The global financial crisis is battering museum budgets and calling into question an age-old rule in the art world against selling valuable works to raise cash to fund operations.
Museums are currently facing a double whammy: The market collapse has slashed their endowments and driven down donations. Endowments of educational institutions, whose investment strategies are similar to those of museums, fell an average of 24.1 percent in the second half of 2008, according to Wilton, Connecticutbased Commonfund, which invests $42 billion on behalf of more than 1,800 nonprofit groups in the U.S.

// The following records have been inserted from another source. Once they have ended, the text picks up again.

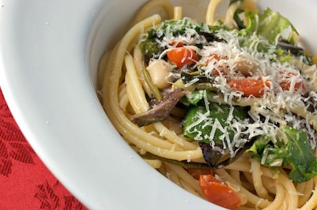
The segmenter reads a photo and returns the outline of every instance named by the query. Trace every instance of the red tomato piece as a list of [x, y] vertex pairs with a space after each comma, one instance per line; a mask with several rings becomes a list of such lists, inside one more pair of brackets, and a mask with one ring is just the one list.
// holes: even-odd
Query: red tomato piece
[[264, 88], [270, 86], [270, 81], [263, 81], [262, 78], [258, 79], [230, 79], [228, 83], [235, 91], [241, 91], [246, 97], [253, 95], [261, 97], [263, 95]]
[[199, 60], [194, 49], [186, 47], [177, 47], [167, 51], [166, 55], [168, 60], [176, 65], [177, 68], [194, 64]]
[[201, 175], [199, 185], [206, 199], [223, 207], [233, 209], [240, 207], [237, 192], [212, 175]]

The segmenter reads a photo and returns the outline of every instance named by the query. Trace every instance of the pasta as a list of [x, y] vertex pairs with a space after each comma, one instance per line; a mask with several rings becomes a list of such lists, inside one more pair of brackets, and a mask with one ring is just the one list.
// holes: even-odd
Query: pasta
[[[296, 46], [299, 36], [286, 19], [270, 9], [259, 14], [253, 1], [230, 1], [216, 20], [221, 1], [210, 1], [204, 24], [168, 1], [146, 3], [100, 59], [100, 102], [127, 142], [194, 195], [230, 209], [313, 209], [316, 56]], [[169, 20], [148, 16], [157, 7]], [[291, 27], [289, 36], [261, 31], [252, 21], [269, 21], [265, 15], [282, 19], [287, 27]], [[183, 52], [178, 60], [175, 49]], [[162, 102], [171, 107], [160, 109]], [[215, 200], [209, 190], [227, 197]]]

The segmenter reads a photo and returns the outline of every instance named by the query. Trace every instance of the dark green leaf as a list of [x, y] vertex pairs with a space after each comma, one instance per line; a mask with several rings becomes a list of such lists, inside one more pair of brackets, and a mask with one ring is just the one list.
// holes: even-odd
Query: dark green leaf
[[268, 167], [281, 166], [274, 164], [279, 159], [283, 160], [283, 165], [292, 165], [289, 177], [295, 183], [305, 182], [317, 175], [317, 160], [307, 133], [289, 126], [285, 126], [283, 132], [286, 144], [283, 140], [273, 143], [269, 138], [260, 137], [248, 151]]

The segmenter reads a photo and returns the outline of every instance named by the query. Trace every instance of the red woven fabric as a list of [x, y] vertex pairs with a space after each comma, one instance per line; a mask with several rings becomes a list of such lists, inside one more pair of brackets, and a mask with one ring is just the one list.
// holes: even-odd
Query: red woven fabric
[[36, 156], [1, 90], [0, 209], [87, 209]]

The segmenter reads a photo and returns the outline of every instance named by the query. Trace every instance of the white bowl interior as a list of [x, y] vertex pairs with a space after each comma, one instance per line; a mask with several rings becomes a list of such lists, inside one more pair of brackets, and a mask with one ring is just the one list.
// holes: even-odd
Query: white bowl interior
[[[94, 27], [91, 28], [87, 44], [89, 68], [92, 82], [95, 88], [96, 87], [98, 65], [101, 56], [105, 51], [113, 47], [115, 43], [131, 27], [131, 20], [133, 20], [136, 11], [146, 1], [145, 0], [135, 0], [133, 3], [129, 3], [129, 6], [127, 6], [127, 2], [131, 1], [125, 0], [112, 1], [107, 3], [104, 10], [99, 14]], [[188, 16], [201, 21], [204, 21], [208, 0], [173, 0], [171, 1], [175, 5], [183, 7], [183, 16]], [[229, 1], [223, 1], [220, 4], [217, 13], [217, 15], [223, 16], [225, 14], [223, 11], [227, 8], [228, 2]], [[259, 1], [261, 9], [265, 9], [269, 6], [274, 10], [279, 11], [282, 15], [288, 18], [303, 36], [301, 45], [307, 47], [311, 53], [316, 54], [317, 53], [317, 43], [314, 40], [316, 32], [309, 24], [303, 24], [303, 23], [307, 23], [307, 19], [317, 19], [317, 13], [314, 10], [314, 8], [317, 8], [316, 2], [311, 0], [309, 1], [309, 3], [314, 4], [314, 6], [309, 8], [309, 11], [307, 11], [305, 14], [302, 14], [301, 16], [298, 16], [293, 11], [296, 11], [298, 6], [305, 7], [305, 10], [307, 10], [307, 7], [299, 3], [298, 1]], [[285, 7], [285, 5], [287, 5], [287, 6]], [[300, 8], [300, 10], [305, 10], [304, 8]], [[307, 43], [309, 43], [309, 45], [307, 45]], [[221, 209], [212, 204], [210, 204], [210, 207]], [[202, 207], [202, 206], [201, 207]]]

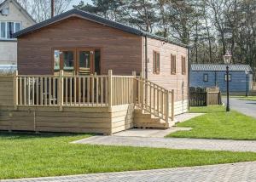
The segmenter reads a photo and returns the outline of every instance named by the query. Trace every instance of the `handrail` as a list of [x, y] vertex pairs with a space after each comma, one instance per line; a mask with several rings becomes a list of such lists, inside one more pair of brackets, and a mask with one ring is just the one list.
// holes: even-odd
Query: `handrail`
[[[143, 77], [136, 77], [136, 105], [166, 121], [174, 120], [174, 91], [169, 91]], [[170, 97], [170, 94], [172, 97]], [[170, 111], [171, 107], [171, 111]]]
[[166, 122], [174, 118], [174, 91], [143, 77], [16, 75], [15, 105], [112, 107], [134, 104]]

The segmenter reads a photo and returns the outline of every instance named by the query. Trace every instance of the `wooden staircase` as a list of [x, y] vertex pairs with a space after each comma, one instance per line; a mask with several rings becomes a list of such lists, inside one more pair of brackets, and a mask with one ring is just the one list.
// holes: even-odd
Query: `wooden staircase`
[[142, 77], [135, 81], [135, 127], [165, 129], [173, 126], [174, 91]]

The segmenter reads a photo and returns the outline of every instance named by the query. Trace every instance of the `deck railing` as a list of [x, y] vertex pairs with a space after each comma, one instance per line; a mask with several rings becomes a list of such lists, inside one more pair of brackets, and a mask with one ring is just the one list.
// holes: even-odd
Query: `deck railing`
[[137, 77], [15, 75], [15, 106], [111, 107], [134, 104], [166, 122], [173, 120], [174, 91]]
[[136, 79], [136, 105], [166, 122], [174, 119], [174, 90], [169, 91], [143, 77]]

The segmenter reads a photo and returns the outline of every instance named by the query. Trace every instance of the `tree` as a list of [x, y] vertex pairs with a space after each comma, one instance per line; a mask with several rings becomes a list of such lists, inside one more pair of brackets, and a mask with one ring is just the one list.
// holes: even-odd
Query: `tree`
[[[55, 0], [55, 15], [66, 11], [73, 0]], [[18, 0], [37, 22], [51, 17], [50, 0]]]

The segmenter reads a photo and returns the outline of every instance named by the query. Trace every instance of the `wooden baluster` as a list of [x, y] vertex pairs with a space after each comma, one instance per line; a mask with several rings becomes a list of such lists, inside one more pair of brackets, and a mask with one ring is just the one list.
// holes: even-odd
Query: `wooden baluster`
[[39, 105], [39, 77], [37, 77], [36, 79], [36, 105]]
[[109, 70], [108, 71], [108, 108], [109, 108], [109, 110], [111, 110], [111, 107], [112, 107], [112, 101], [113, 101], [113, 100], [112, 100], [112, 94], [113, 94], [113, 93], [112, 93], [112, 88], [113, 88], [113, 85], [112, 85], [112, 70]]
[[136, 71], [132, 71], [133, 76], [133, 92], [132, 92], [132, 100], [134, 105], [137, 104], [137, 78], [136, 78]]
[[26, 105], [26, 77], [24, 77], [24, 105]]
[[95, 94], [95, 86], [94, 86], [94, 76], [92, 77], [92, 82], [91, 82], [91, 105], [93, 106], [94, 105], [94, 94]]
[[90, 77], [87, 77], [87, 105], [90, 104]]
[[72, 88], [73, 88], [73, 80], [72, 80], [72, 77], [69, 77], [69, 105], [72, 105]]
[[41, 105], [43, 105], [43, 88], [44, 88], [43, 77], [40, 77], [40, 104], [41, 104]]
[[73, 76], [73, 103], [77, 105], [77, 76]]
[[35, 77], [32, 78], [32, 105], [35, 105]]
[[68, 102], [68, 77], [66, 77], [66, 84], [65, 84], [65, 90], [66, 90], [66, 105], [67, 105], [67, 102]]
[[163, 89], [161, 88], [160, 89], [160, 113], [161, 113], [161, 115], [162, 115], [162, 117], [164, 117], [163, 116], [163, 113], [164, 113], [164, 104], [165, 104], [165, 102], [164, 102], [164, 91], [163, 91]]
[[[63, 70], [60, 71], [59, 80], [58, 80], [58, 105], [60, 106], [60, 111], [63, 111], [63, 98], [64, 98], [64, 88], [63, 88]], [[67, 87], [67, 85], [66, 85]]]
[[169, 126], [169, 90], [166, 91], [166, 125]]
[[103, 87], [104, 87], [104, 84], [103, 84], [103, 79], [104, 77], [101, 77], [101, 106], [102, 106], [103, 105]]
[[28, 105], [30, 105], [30, 77], [28, 77], [28, 93], [27, 93], [27, 97], [28, 97]]
[[174, 121], [174, 89], [172, 90], [172, 121]]
[[51, 77], [49, 77], [49, 82], [48, 82], [48, 89], [49, 89], [49, 99], [48, 99], [48, 103], [49, 103], [49, 105], [51, 105], [51, 100], [52, 100], [52, 97], [51, 97]]
[[44, 105], [47, 105], [47, 77], [44, 77]]
[[156, 88], [157, 88], [157, 105], [156, 105], [156, 108], [157, 108], [157, 116], [159, 117], [159, 105], [160, 105], [159, 88], [158, 88], [158, 86], [156, 86]]
[[148, 81], [145, 81], [145, 106], [146, 106], [147, 111], [148, 111]]
[[56, 83], [55, 83], [55, 77], [53, 77], [52, 78], [53, 80], [52, 80], [52, 82], [53, 82], [53, 83], [52, 83], [52, 88], [53, 88], [53, 105], [56, 105]]
[[98, 78], [98, 77], [96, 77], [96, 106], [98, 106], [98, 105], [99, 105], [99, 78]]
[[81, 77], [79, 77], [79, 105], [81, 106]]
[[83, 105], [84, 105], [85, 103], [85, 77], [83, 77]]
[[151, 82], [149, 82], [149, 111], [152, 112], [152, 93]]
[[20, 105], [23, 105], [23, 88], [22, 88], [22, 77], [20, 77]]
[[108, 105], [108, 77], [105, 77], [105, 94], [104, 94], [104, 98], [105, 98], [105, 103], [106, 103], [106, 105]]
[[14, 94], [14, 106], [15, 106], [15, 110], [17, 110], [17, 106], [19, 104], [19, 86], [18, 86], [18, 71], [16, 71], [14, 76], [14, 79], [13, 79], [13, 94]]

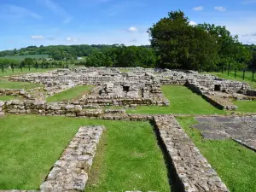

In response to financial pressures, the J. Paul Getty Museum in Los Angeles, the worlds richest art institution, is slashing its operating budget by 24 percent, to $284 million, for the fiscal year beginning July 1, according to museum officials. Its endowment dropped 25 percent in the last six months of 2008, hitting $4.5 billion. The endowment of the Metropolitan Museum of Art in New York lost some $800 million from July 2008 through February of this year, falling to $2.1 billion, according to a statement by board chairman James Houghton. The Met expects to cut about 10 percent of its workforce, or 250 people, over the next 15 months. In March it pared its merchandising staff by 74 positions. Smaller institutions are hurting as well; more than half the museums in New York State are running operational deficits, according to the Museum Association of New York.
In a bid to keep the doors open, arts organizations are selling off valuable pieces. Known as "deaccessioning," the practice is prohibited when its done to fund operations. According to professional codes of conduct that govern museums, turning cultural works into cash is only okay if museums use the money to acquire other works that enhance their collection.
But amid the worst financial nightmare since the Great Depression, a handful of institutions have already committed the dreaded "D" word, and despite a torrent of condemnation, more are likely to follow, say museum directors and art industry consultants. "Its inevitable that people will look for the easy way out," says Elizabeth Merritt, director of the American Association of Museums Center for the Future of Museums. Faced with the prospect of closing, last fall the National Academy Museum & School of Fine Arts in New York sold two Hudson River School paintings to a private buyer for $13.5 million. "Thinking of the collection as a way of balancing a budget is just absolutely not the right way to go, but we had no choice," says the academys director, Carmine Branagan.
Some say the crisis calls for the adoption of situational ethics, where the ends can justify the means. "The highest purpose is to protect the collection, but we also need to figure out how to preserve the institutions themselves," says Clifford Siegfried, assistant commissioner for museums in the state of New York.